An Introduction to the Enneagram
The Enneagram (pronounced any-a-gram) figure is a circle inscribed by nine points. In Greek, ennea means nine and gramma means point. Each point portrays a distinctive personality style that has its own way of viewing, construing, and responding to people and events. Each style has both adaptive or resourceful and non-adaptive or non-resourceful cognitive, emotional, and behavioral strategies for self-maintenance and enhancement, for interpersonal relating, and for problem solving.
This array can be compared to a wheel of colors. If you shine light into a prism, it fans out into a spectrum of the basic colors. Following this metaphor, every person contains all the hues of the spectrum although one color particularly stands out or characterizes each individual. From a psychological perspective, human nature is expressed in nine natural fundamental ways; from a philosophical viewpoint, being is disclosed through nine essential characteristics; from a spiritual point of view, divinity descends and shows itself through nine earthly manifestations.
Within all of us, there are certain universal qualities that express the essence of the human person. We prize these essential characteristics as values and strive to realize them in ourselves and in the world. These principles, such as goodness, truth, and compassion, have an adaptive function whereby if we follow them, we will have an objective vision toward ourselves and others, using adaptive cognitive schemas, and we will live in a virtuous state of being with adaptive emotional schemas.
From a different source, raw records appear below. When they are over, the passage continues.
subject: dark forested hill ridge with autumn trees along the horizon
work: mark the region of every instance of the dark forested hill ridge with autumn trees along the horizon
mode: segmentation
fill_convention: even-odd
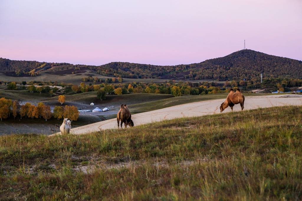
[[[0,71],[14,71],[16,74],[39,75],[40,72],[62,71],[79,73],[94,70],[98,74],[124,78],[161,79],[213,79],[242,80],[265,77],[302,78],[302,61],[256,52],[240,50],[220,58],[201,63],[159,66],[128,62],[111,62],[101,66],[73,65],[68,63],[46,63],[37,61],[12,61],[0,58]]]

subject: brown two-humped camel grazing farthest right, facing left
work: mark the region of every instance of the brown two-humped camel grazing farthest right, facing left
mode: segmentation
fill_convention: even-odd
[[[226,100],[220,105],[220,112],[225,110],[228,106],[230,106],[233,111],[233,106],[238,103],[240,103],[241,110],[243,110],[244,96],[239,89],[236,90],[236,93],[234,93],[234,90],[231,89],[230,93],[226,97]]]

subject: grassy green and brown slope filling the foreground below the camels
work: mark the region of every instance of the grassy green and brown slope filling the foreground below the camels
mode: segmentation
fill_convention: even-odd
[[[0,137],[0,200],[301,200],[301,112],[275,107],[82,136]]]

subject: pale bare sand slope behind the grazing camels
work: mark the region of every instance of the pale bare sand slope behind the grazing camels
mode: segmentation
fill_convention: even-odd
[[[183,105],[175,105],[168,108],[159,110],[143,112],[132,115],[134,126],[140,124],[147,124],[156,121],[162,121],[173,118],[181,117],[194,117],[202,115],[212,115],[220,113],[220,104],[224,99],[201,101],[187,103]],[[256,109],[256,108],[267,108],[274,106],[285,106],[285,105],[302,105],[302,95],[271,95],[271,96],[248,96],[244,102],[244,110]],[[130,106],[131,108],[131,106]],[[235,105],[233,111],[240,111],[240,105]],[[230,112],[230,107],[226,108],[225,112]],[[116,119],[110,119],[106,121],[89,124],[71,130],[72,134],[85,134],[89,132],[99,131],[102,129],[117,128]]]

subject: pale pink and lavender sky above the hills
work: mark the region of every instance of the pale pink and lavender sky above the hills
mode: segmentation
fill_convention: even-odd
[[[247,49],[302,60],[302,0],[0,0],[0,57],[190,64]]]

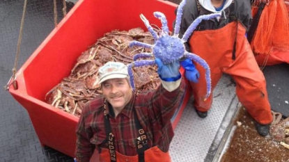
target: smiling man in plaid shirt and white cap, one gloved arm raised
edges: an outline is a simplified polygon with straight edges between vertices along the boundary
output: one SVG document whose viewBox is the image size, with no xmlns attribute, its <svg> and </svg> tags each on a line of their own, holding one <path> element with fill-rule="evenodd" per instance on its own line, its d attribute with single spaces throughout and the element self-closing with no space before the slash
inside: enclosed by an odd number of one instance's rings
<svg viewBox="0 0 289 162">
<path fill-rule="evenodd" d="M 182 102 L 180 63 L 156 58 L 162 85 L 136 95 L 123 63 L 100 67 L 103 94 L 84 107 L 77 126 L 76 161 L 171 161 L 171 118 Z"/>
</svg>

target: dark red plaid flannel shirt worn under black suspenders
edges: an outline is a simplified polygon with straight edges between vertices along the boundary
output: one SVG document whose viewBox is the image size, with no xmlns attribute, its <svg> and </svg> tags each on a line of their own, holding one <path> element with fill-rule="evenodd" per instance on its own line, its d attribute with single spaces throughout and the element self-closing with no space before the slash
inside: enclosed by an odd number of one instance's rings
<svg viewBox="0 0 289 162">
<path fill-rule="evenodd" d="M 185 81 L 169 92 L 159 86 L 157 90 L 141 92 L 133 95 L 130 102 L 115 118 L 107 105 L 111 131 L 115 136 L 116 151 L 126 156 L 135 156 L 136 138 L 139 136 L 132 108 L 135 108 L 139 122 L 146 131 L 150 147 L 157 145 L 163 152 L 169 151 L 169 144 L 173 138 L 171 118 L 180 106 L 185 93 Z M 108 103 L 107 103 L 108 104 Z M 78 162 L 89 161 L 95 148 L 108 148 L 104 127 L 104 97 L 101 95 L 84 107 L 77 125 Z"/>
</svg>

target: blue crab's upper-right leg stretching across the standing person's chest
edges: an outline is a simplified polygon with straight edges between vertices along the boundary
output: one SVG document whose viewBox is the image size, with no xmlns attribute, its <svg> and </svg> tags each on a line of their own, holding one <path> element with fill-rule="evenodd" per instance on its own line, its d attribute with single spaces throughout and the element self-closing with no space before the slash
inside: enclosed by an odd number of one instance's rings
<svg viewBox="0 0 289 162">
<path fill-rule="evenodd" d="M 202 20 L 208 20 L 208 19 L 212 19 L 212 18 L 215 18 L 215 17 L 219 17 L 219 16 L 221 16 L 221 13 L 211 13 L 211 14 L 208 14 L 208 15 L 201 15 L 201 16 L 197 17 L 194 20 L 194 22 L 191 25 L 189 25 L 189 28 L 187 29 L 187 31 L 182 36 L 182 41 L 183 42 L 187 42 L 187 39 L 189 39 L 189 36 L 196 29 L 196 26 L 198 26 L 198 24 L 200 24 L 202 22 Z"/>
</svg>

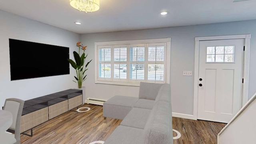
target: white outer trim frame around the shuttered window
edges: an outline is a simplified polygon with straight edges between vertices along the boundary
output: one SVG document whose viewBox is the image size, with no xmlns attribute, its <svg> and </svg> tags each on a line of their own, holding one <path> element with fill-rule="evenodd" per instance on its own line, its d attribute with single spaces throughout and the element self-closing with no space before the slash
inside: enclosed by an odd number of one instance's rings
<svg viewBox="0 0 256 144">
<path fill-rule="evenodd" d="M 158 39 L 145 39 L 145 40 L 123 40 L 123 41 L 111 41 L 111 42 L 95 42 L 95 83 L 96 84 L 113 84 L 113 85 L 124 85 L 124 86 L 140 86 L 140 83 L 132 82 L 118 82 L 118 81 L 101 81 L 98 79 L 98 46 L 106 45 L 129 45 L 129 44 L 150 44 L 150 43 L 166 43 L 166 62 L 165 62 L 165 81 L 164 83 L 170 84 L 170 57 L 171 57 L 171 38 L 158 38 Z M 127 52 L 128 54 L 129 52 Z M 111 63 L 113 63 L 111 61 Z M 128 75 L 128 73 L 127 73 Z M 145 72 L 146 75 L 146 72 Z M 127 76 L 127 78 L 129 78 Z M 145 79 L 146 81 L 146 79 Z"/>
</svg>

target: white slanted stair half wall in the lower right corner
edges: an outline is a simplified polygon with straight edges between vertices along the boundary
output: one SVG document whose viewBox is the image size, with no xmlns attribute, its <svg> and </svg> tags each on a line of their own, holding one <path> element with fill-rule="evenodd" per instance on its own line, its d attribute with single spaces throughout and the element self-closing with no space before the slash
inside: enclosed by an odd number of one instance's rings
<svg viewBox="0 0 256 144">
<path fill-rule="evenodd" d="M 256 93 L 218 134 L 218 144 L 255 144 Z"/>
</svg>

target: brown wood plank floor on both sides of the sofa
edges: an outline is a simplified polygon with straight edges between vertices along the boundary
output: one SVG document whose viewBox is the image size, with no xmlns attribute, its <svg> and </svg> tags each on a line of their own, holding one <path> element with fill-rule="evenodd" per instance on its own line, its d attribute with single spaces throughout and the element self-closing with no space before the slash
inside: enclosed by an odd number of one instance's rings
<svg viewBox="0 0 256 144">
<path fill-rule="evenodd" d="M 98 140 L 105 141 L 122 121 L 112 118 L 104 120 L 102 106 L 84 104 L 80 107 L 90 107 L 91 110 L 83 113 L 66 112 L 53 118 L 33 128 L 32 137 L 21 134 L 21 144 L 90 144 Z M 173 129 L 181 133 L 174 144 L 217 144 L 217 134 L 226 125 L 174 117 L 172 120 Z M 176 135 L 173 132 L 173 136 Z"/>
</svg>

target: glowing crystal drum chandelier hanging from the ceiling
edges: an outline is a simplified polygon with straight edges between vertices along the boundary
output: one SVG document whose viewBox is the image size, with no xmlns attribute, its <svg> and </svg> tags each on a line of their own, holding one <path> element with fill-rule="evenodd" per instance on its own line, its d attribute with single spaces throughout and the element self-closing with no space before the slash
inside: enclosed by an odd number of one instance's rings
<svg viewBox="0 0 256 144">
<path fill-rule="evenodd" d="M 84 12 L 95 12 L 100 9 L 100 0 L 69 0 L 70 6 Z"/>
</svg>

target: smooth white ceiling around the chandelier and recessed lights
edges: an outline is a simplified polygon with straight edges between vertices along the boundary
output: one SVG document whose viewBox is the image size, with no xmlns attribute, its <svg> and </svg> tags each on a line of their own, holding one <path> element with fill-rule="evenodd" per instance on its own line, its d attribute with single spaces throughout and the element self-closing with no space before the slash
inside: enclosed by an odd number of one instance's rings
<svg viewBox="0 0 256 144">
<path fill-rule="evenodd" d="M 0 0 L 0 9 L 79 34 L 256 19 L 256 0 L 100 0 L 88 13 L 69 0 Z"/>
</svg>

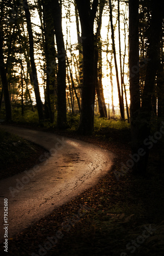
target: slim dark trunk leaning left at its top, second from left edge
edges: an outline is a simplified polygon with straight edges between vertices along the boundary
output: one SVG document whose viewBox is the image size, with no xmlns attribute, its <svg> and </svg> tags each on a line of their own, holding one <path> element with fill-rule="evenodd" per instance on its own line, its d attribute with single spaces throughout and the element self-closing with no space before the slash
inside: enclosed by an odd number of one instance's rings
<svg viewBox="0 0 164 256">
<path fill-rule="evenodd" d="M 34 84 L 34 92 L 36 97 L 39 121 L 41 121 L 41 120 L 44 120 L 44 114 L 43 114 L 43 105 L 40 98 L 39 83 L 38 83 L 37 70 L 36 70 L 35 59 L 34 59 L 34 38 L 33 38 L 32 24 L 31 24 L 31 15 L 28 8 L 28 1 L 25 0 L 23 1 L 23 3 L 24 3 L 23 6 L 25 11 L 25 18 L 27 22 L 27 29 L 29 34 L 30 60 L 31 60 L 32 73 L 33 73 L 32 79 Z"/>
</svg>

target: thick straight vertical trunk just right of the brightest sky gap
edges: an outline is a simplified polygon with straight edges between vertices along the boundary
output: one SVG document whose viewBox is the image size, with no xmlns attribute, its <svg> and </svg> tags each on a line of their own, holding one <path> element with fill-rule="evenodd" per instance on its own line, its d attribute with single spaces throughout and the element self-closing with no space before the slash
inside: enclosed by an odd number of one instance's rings
<svg viewBox="0 0 164 256">
<path fill-rule="evenodd" d="M 137 154 L 139 150 L 139 120 L 140 103 L 140 73 L 133 69 L 139 63 L 139 0 L 129 0 L 129 75 L 130 75 L 130 124 L 131 151 Z M 134 162 L 133 172 L 137 173 Z"/>
</svg>

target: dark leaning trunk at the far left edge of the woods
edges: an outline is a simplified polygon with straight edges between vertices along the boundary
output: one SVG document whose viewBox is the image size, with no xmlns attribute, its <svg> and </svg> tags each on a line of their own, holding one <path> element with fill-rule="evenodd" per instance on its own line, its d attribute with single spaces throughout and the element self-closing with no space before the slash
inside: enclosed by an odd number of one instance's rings
<svg viewBox="0 0 164 256">
<path fill-rule="evenodd" d="M 3 91 L 4 91 L 6 119 L 7 121 L 10 121 L 12 120 L 12 111 L 11 111 L 11 102 L 10 102 L 9 89 L 8 89 L 7 74 L 5 70 L 4 53 L 3 53 L 3 36 L 1 31 L 1 24 L 0 24 L 0 72 L 1 72 Z"/>
</svg>

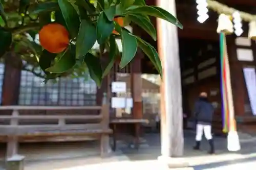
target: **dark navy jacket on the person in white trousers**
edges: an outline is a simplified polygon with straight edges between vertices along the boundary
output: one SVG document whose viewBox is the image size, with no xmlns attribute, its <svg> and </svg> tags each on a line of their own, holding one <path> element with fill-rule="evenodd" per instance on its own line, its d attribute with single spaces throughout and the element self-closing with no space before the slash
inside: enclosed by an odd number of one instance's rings
<svg viewBox="0 0 256 170">
<path fill-rule="evenodd" d="M 208 102 L 207 98 L 200 97 L 194 108 L 194 116 L 197 123 L 211 124 L 213 115 L 214 107 Z"/>
</svg>

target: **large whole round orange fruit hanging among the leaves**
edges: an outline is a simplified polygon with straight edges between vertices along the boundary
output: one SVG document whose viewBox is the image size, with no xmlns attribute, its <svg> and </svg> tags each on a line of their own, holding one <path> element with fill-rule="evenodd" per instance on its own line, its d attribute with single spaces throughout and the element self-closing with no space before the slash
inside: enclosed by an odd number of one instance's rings
<svg viewBox="0 0 256 170">
<path fill-rule="evenodd" d="M 68 30 L 59 23 L 49 23 L 39 31 L 39 42 L 50 53 L 63 52 L 69 41 Z"/>
</svg>

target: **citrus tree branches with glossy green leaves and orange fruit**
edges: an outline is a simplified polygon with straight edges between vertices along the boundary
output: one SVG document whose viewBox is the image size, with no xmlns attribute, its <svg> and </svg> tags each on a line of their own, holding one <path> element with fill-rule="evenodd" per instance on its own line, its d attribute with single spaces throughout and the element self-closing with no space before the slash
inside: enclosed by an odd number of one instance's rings
<svg viewBox="0 0 256 170">
<path fill-rule="evenodd" d="M 150 16 L 182 29 L 172 14 L 147 6 L 144 0 L 0 0 L 0 56 L 6 58 L 8 52 L 15 52 L 25 61 L 22 68 L 39 67 L 46 80 L 74 72 L 82 76 L 88 70 L 100 86 L 115 60 L 120 58 L 119 66 L 123 68 L 140 48 L 162 76 L 155 48 L 125 28 L 133 22 L 156 40 Z M 118 38 L 121 54 L 115 41 Z M 100 46 L 99 55 L 92 50 L 95 43 Z M 108 64 L 103 67 L 100 58 L 105 52 Z"/>
</svg>

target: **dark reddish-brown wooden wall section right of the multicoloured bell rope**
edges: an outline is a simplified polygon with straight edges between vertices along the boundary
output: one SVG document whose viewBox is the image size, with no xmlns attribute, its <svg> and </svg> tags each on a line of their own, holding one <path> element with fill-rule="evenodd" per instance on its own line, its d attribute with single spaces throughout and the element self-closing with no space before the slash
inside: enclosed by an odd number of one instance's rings
<svg viewBox="0 0 256 170">
<path fill-rule="evenodd" d="M 256 116 L 252 114 L 243 68 L 256 67 L 256 44 L 247 37 L 227 37 L 230 58 L 231 84 L 234 111 L 238 129 L 247 133 L 256 132 Z"/>
</svg>

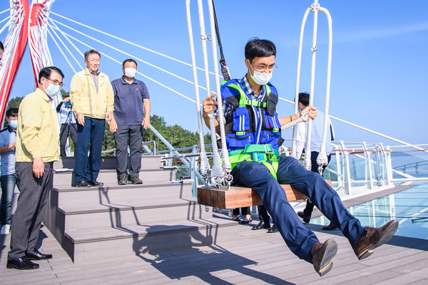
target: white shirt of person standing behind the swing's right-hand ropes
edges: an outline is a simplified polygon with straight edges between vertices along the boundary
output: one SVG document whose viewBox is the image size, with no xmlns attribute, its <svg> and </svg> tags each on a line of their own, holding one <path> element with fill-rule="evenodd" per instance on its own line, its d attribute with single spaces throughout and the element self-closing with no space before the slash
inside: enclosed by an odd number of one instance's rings
<svg viewBox="0 0 428 285">
<path fill-rule="evenodd" d="M 322 132 L 324 131 L 324 112 L 317 110 L 317 118 L 312 120 L 312 135 L 310 140 L 310 151 L 320 152 L 320 146 L 322 142 Z M 332 152 L 332 135 L 330 128 L 332 128 L 332 122 L 328 119 L 329 128 L 327 128 L 327 139 L 325 140 L 325 153 L 330 155 Z M 306 132 L 307 123 L 297 124 L 297 139 L 296 139 L 296 153 L 297 159 L 302 155 L 302 151 L 306 148 Z"/>
</svg>

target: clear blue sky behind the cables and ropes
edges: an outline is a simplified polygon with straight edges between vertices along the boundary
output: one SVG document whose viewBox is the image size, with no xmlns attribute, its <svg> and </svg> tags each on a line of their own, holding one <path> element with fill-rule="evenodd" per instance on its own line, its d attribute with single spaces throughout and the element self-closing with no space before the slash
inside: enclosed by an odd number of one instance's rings
<svg viewBox="0 0 428 285">
<path fill-rule="evenodd" d="M 198 66 L 202 67 L 196 2 L 191 1 L 193 33 Z M 126 4 L 119 3 L 110 0 L 57 0 L 51 11 L 190 63 L 184 0 L 134 0 L 126 1 Z M 205 0 L 203 3 L 206 6 Z M 249 38 L 270 39 L 277 46 L 278 66 L 271 82 L 277 87 L 280 97 L 292 100 L 295 92 L 300 26 L 303 14 L 310 4 L 312 1 L 216 0 L 215 9 L 218 14 L 223 49 L 232 76 L 241 78 L 245 75 L 243 48 Z M 424 9 L 426 2 L 422 0 L 360 0 L 357 2 L 326 0 L 320 1 L 320 4 L 330 11 L 333 23 L 330 115 L 413 144 L 428 142 L 427 128 L 423 125 L 428 103 L 426 87 L 428 17 Z M 9 1 L 1 1 L 0 11 L 8 7 Z M 5 14 L 1 14 L 0 20 L 4 18 Z M 193 79 L 188 66 L 83 28 L 58 16 L 51 15 L 51 18 L 125 51 L 133 57 L 141 58 L 190 81 Z M 311 13 L 305 28 L 301 91 L 310 88 L 312 19 Z M 205 14 L 205 22 L 206 33 L 210 33 L 207 14 Z M 130 57 L 78 35 L 64 26 L 58 26 L 61 31 L 69 33 L 120 62 Z M 0 34 L 2 40 L 5 36 L 5 32 Z M 65 73 L 64 89 L 68 90 L 73 71 L 51 36 L 48 38 L 54 65 Z M 65 41 L 64 38 L 62 39 Z M 87 47 L 83 44 L 76 41 L 73 43 L 81 53 L 86 51 Z M 327 68 L 327 21 L 324 14 L 319 15 L 317 43 L 314 105 L 323 110 Z M 70 44 L 67 46 L 83 65 L 83 58 Z M 65 51 L 63 46 L 61 48 Z M 77 63 L 73 62 L 71 56 L 68 58 L 76 71 L 79 71 L 80 67 Z M 111 80 L 122 75 L 121 65 L 106 56 L 101 57 L 100 70 L 107 73 Z M 212 61 L 210 61 L 210 70 L 213 70 Z M 141 61 L 138 61 L 138 71 L 194 99 L 193 86 L 189 83 L 158 71 Z M 34 90 L 31 73 L 31 61 L 27 51 L 11 91 L 11 98 L 26 95 Z M 198 75 L 200 85 L 204 85 L 203 73 L 200 72 Z M 143 76 L 137 76 L 137 78 L 146 82 L 151 93 L 152 114 L 163 116 L 170 125 L 176 123 L 189 130 L 197 130 L 194 103 Z M 205 96 L 205 91 L 200 90 L 200 94 Z M 293 112 L 293 106 L 280 102 L 277 110 L 280 116 L 287 116 Z M 335 125 L 337 140 L 384 142 L 387 145 L 397 145 L 396 142 L 379 138 L 335 120 L 332 120 L 332 123 Z M 285 137 L 290 137 L 290 132 L 286 132 Z"/>
</svg>

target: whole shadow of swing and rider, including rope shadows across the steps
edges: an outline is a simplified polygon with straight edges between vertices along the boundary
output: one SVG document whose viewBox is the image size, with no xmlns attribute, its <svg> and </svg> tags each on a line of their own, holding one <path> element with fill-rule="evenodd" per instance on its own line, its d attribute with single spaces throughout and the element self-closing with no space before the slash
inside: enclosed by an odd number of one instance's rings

If our values and visions are threatened or discounted, we experience vulnerability and may develop a personality strategy to protect our sensibilities and to compensate for characteristics in our selves we fear might be lacking. This personality is usually an overly exaggerated expression of some valued quality of our true person. It attempts to defend and maintain our self in the face of our critics, to appease them, to gain their attention and approval, to win them over to our side, or to defeat them. Personality relies on repetitive thought, feeling, and behavioral patterns giving us a distorted subjective vision with maladaptive cognitive schemas that are driven by maladaptive emotional schemas or vices.
When we are functioning from our natural person, our values and vision are clear and our problem-solving capacities are optimal. When we operate from the strategies of our personality, our values are conflicted, our vision is narrow and opaque, and our actions are impulsive, compulsive, scattered, and less effective.
The Enneagram is a useful tool for understanding both the “upside” and “downside” of our personality styles.